Undocumented Perl variable %_? - perl

I recently discovered what seems to be an undocumented variable in Perl, %_. I don't remember exactly how I stumbled across it (it was last week), but I had a typo in my code where I was using map and instead of $_->{key} I used $_{key}. When I found the mistake, I was surprised that it didn't generate an error, and I verified that use strict and use warnings were in place.
So, I did up a small test, and sure enough it runs without any warnings or errors:
$ perl
use strict;
use warnings;
print keys %_;
$
So, all I can figure is that %_ is defined somewhere. I can't find it in perlvar, so what's the deal? It doesn't have any contents in the script above.

Punctuation variables are exempt from strict. That's why you don't have to use something like our $_; before using $_. From perlvar,
Perl identifiers that begin with digits, control characters, or punctuation characters [...] are also exempt from strict 'vars' errors.
%_ isn't undocumented. From perlvar,
Perl variable names may also be a sequence of digits or a single punctuation or control character (with the literal control character form deprecated). These names are all reserved for special uses by Perl
You can have a hash named _ because _ is a valid name for a variable. (I'm sure you are familiar with $_ and #_.)
No Perl builtin currently sets it or reads %_ implicitly, but punctuation variables such as %_ are reserved.
Note that punctuation variables are also special in that they are "super globals". This means that unqualified %_ refers to %_ in the root package, not %_ in the current package.
$ perl -E'
%::x = ( "%::x" => 1 );
%::_ = ( "%::_" => 1 );
%Foo::x = ( "%Foo::x" => 1 );
%Foo::_ = ( "%Foo::_" => 1 );
package Foo;
say "%x = ", keys(%x);
say "%_ = ", keys(%_);
say "%::x = ", keys(%::x);
say "%::_ = ", keys(%::_);
say "%Foo::x = ", keys(%Foo::x);
say "%Foo::_ = ", keys(%Foo::_);
'
%x = %Foo::x
%_ = %::_ <-- surprise!
%::x = %::x
%::_ = %::_
%Foo::x = %Foo::x
%Foo::_ = %Foo::_
This means that forgetting to use local %_ (as you did) can have very far-reaching effects.

It's not undocumented, it's just unused.

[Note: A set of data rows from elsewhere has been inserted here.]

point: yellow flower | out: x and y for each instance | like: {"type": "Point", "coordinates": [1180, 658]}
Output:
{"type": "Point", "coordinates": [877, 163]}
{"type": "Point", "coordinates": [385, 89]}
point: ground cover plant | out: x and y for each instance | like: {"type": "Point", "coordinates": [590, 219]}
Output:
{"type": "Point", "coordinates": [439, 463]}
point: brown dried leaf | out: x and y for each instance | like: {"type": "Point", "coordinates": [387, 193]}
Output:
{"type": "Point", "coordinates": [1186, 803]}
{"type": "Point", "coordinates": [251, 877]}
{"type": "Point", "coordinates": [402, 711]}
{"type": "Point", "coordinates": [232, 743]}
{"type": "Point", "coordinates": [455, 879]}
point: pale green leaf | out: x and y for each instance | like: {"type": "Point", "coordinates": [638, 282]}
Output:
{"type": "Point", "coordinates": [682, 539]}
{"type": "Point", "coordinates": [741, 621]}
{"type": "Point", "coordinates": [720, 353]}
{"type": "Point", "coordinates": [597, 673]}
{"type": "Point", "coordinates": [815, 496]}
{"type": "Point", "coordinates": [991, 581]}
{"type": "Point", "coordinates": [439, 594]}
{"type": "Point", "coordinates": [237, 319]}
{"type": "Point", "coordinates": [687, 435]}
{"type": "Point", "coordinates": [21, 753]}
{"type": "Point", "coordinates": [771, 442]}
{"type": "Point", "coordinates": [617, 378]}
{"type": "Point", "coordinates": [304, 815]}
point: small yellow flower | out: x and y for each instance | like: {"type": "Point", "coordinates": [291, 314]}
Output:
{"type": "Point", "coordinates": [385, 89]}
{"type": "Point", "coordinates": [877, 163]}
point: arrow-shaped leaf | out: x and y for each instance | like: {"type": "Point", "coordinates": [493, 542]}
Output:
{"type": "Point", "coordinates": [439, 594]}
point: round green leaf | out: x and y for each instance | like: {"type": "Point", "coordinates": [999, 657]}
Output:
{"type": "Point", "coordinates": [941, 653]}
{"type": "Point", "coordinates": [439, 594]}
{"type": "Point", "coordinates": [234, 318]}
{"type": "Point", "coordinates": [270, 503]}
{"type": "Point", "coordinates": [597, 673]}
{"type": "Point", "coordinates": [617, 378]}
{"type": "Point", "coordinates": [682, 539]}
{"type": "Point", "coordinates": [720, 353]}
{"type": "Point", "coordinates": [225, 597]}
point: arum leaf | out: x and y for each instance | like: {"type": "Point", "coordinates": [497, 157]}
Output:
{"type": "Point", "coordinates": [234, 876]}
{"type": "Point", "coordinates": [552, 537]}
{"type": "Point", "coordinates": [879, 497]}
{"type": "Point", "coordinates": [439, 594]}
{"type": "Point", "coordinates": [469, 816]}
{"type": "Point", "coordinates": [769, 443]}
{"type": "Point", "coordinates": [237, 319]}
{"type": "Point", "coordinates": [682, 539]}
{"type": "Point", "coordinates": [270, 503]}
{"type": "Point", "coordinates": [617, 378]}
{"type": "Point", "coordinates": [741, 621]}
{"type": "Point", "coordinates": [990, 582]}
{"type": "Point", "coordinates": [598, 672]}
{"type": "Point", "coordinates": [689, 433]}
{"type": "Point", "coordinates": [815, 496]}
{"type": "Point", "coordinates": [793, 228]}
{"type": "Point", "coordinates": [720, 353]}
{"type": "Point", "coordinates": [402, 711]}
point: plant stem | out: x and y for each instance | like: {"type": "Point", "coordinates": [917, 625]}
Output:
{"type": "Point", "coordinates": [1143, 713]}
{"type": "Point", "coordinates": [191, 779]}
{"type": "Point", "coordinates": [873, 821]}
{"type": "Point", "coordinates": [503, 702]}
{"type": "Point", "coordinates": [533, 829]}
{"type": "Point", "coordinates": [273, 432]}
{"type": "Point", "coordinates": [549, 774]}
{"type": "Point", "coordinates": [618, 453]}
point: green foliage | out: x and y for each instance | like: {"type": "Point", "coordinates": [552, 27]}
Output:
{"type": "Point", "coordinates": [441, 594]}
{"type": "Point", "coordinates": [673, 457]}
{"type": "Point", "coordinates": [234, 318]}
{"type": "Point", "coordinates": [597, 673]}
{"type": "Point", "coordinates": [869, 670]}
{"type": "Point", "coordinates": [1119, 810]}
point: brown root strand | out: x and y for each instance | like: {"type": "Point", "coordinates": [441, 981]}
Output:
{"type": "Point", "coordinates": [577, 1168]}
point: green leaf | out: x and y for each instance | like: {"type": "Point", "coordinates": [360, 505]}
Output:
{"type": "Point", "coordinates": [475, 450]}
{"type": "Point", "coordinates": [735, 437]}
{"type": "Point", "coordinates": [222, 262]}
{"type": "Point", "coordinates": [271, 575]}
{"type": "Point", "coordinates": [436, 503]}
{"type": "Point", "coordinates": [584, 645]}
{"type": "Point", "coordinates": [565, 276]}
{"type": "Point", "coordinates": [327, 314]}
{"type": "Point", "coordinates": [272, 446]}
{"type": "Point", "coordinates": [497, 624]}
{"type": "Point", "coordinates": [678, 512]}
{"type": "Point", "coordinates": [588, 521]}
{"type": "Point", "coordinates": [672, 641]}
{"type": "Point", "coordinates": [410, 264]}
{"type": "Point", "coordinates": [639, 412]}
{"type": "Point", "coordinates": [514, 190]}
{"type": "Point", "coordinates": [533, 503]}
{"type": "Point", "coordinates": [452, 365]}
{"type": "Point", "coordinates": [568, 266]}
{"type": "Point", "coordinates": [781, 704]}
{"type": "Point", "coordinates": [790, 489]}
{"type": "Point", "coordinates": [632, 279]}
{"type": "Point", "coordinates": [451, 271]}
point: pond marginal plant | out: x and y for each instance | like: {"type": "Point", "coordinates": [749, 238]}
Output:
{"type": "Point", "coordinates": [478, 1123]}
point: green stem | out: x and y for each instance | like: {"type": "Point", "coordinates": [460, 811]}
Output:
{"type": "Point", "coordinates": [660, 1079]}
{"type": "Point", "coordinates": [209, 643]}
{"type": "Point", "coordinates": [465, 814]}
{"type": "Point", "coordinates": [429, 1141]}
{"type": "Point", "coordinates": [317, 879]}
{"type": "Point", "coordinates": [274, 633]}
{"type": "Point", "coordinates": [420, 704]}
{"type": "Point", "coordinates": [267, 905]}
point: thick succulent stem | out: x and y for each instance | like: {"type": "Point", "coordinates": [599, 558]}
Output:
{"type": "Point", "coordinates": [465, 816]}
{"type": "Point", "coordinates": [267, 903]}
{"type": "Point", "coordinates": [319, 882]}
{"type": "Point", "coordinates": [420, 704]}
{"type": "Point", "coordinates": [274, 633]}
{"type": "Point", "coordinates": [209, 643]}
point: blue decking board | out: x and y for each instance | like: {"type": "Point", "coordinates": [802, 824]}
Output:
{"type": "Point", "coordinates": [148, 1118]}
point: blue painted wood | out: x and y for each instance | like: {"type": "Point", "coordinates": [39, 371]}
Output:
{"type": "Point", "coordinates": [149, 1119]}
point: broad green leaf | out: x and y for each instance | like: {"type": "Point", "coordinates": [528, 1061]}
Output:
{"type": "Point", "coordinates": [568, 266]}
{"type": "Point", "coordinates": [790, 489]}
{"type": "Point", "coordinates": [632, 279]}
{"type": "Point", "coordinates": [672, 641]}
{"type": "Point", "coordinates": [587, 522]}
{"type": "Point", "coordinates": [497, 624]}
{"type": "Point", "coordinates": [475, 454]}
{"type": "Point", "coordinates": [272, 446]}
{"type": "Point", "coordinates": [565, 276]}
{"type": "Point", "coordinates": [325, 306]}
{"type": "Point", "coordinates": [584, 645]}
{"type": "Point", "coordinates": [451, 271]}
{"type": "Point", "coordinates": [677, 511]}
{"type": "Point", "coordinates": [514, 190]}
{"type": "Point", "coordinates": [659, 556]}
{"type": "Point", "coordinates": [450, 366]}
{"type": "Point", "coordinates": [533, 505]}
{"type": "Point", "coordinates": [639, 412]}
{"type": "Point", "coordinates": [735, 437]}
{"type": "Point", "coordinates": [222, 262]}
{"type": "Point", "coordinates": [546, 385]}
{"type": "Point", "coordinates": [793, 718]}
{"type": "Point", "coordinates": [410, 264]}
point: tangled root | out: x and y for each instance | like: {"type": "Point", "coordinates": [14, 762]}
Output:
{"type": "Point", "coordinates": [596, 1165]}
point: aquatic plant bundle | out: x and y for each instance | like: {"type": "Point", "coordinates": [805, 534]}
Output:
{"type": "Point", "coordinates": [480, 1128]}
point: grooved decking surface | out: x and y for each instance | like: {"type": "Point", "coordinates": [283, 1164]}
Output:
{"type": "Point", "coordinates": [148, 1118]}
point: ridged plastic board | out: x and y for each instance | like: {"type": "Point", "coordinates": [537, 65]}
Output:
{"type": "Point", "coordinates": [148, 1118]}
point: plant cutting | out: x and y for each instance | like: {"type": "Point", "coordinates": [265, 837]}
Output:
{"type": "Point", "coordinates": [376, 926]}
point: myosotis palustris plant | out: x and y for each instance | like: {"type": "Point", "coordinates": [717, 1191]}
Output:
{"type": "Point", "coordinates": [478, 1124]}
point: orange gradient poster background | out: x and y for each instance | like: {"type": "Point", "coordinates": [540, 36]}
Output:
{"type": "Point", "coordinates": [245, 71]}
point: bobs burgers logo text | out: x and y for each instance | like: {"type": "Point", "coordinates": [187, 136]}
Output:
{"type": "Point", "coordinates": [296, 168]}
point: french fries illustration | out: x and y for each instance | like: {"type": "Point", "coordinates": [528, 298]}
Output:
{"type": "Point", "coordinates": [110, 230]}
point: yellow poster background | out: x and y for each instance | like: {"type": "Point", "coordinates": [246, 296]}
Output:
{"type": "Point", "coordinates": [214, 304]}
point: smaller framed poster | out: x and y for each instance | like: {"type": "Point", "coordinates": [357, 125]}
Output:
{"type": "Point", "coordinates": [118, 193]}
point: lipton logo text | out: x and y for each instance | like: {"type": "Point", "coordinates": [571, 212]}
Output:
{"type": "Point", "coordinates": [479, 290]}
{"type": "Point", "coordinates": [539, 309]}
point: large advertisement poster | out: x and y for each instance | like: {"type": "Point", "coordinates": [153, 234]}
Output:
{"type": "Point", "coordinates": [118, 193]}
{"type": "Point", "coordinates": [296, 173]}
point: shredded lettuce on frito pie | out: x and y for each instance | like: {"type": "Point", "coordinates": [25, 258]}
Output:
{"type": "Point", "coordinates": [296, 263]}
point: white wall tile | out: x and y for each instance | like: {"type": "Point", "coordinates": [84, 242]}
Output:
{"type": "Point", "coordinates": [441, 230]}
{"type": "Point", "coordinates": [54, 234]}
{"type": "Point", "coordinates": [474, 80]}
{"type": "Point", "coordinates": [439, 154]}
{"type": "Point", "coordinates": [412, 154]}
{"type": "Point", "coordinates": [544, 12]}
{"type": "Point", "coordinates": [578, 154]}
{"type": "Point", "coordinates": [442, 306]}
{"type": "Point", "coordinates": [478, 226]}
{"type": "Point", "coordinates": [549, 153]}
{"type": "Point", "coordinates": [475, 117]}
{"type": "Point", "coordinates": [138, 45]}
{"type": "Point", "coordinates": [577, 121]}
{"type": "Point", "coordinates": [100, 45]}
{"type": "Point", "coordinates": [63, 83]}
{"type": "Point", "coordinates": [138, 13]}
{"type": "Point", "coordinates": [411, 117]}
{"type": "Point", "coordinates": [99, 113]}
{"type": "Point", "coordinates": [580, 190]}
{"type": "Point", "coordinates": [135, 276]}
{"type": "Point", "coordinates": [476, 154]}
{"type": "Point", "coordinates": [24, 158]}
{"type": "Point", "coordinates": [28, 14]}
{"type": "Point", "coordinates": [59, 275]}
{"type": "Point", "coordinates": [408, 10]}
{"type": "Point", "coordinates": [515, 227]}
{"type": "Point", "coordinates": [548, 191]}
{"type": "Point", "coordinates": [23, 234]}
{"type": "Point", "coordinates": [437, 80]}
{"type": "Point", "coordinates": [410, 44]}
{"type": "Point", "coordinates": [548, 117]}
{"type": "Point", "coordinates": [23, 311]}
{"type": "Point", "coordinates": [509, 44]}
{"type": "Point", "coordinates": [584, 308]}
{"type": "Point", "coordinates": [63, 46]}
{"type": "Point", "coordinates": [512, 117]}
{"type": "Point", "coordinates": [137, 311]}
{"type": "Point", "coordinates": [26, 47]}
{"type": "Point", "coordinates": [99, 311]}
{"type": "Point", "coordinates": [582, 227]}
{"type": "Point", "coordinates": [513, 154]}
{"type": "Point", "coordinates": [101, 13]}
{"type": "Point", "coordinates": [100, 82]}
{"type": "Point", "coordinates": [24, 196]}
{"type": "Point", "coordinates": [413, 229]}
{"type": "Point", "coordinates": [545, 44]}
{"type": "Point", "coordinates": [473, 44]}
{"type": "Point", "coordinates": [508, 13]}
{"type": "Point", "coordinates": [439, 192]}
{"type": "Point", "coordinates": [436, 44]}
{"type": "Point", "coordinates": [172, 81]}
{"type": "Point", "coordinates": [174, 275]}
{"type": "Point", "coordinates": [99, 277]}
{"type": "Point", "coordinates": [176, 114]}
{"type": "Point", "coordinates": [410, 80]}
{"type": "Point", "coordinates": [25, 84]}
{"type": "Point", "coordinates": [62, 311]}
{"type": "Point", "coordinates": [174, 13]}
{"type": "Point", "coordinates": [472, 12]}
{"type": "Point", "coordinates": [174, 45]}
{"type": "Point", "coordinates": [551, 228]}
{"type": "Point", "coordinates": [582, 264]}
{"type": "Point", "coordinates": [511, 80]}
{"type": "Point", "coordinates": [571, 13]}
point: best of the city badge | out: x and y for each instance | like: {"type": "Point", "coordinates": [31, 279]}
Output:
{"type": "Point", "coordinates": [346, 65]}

You'll find it's always empty
perldoc perlvar says this
Perl variable names may also be a sequence of digits or a single punctuation or control character ... These names are all reserved for special uses by Perl; for example, the all-digits names are used to hold data captured by backreferences after a regular expression match.
So %_ is reserved but unused.
Hash variables are the least common, so you will find that you can use %1, %( etc. as well (code like $({xx} = 99 is fine) but you will get no warning because of backward-compatability issues
Valid general-purpose variable names must start with a letter (with the utf8 pragma in place that may be any character with the Unicode letter property) or an ASCII underscore, when it must be followed by at least one other character

$_ is a global variable. Global variables live in symbol tables, and the built-in punctuation variables all live in the symbol table for package main.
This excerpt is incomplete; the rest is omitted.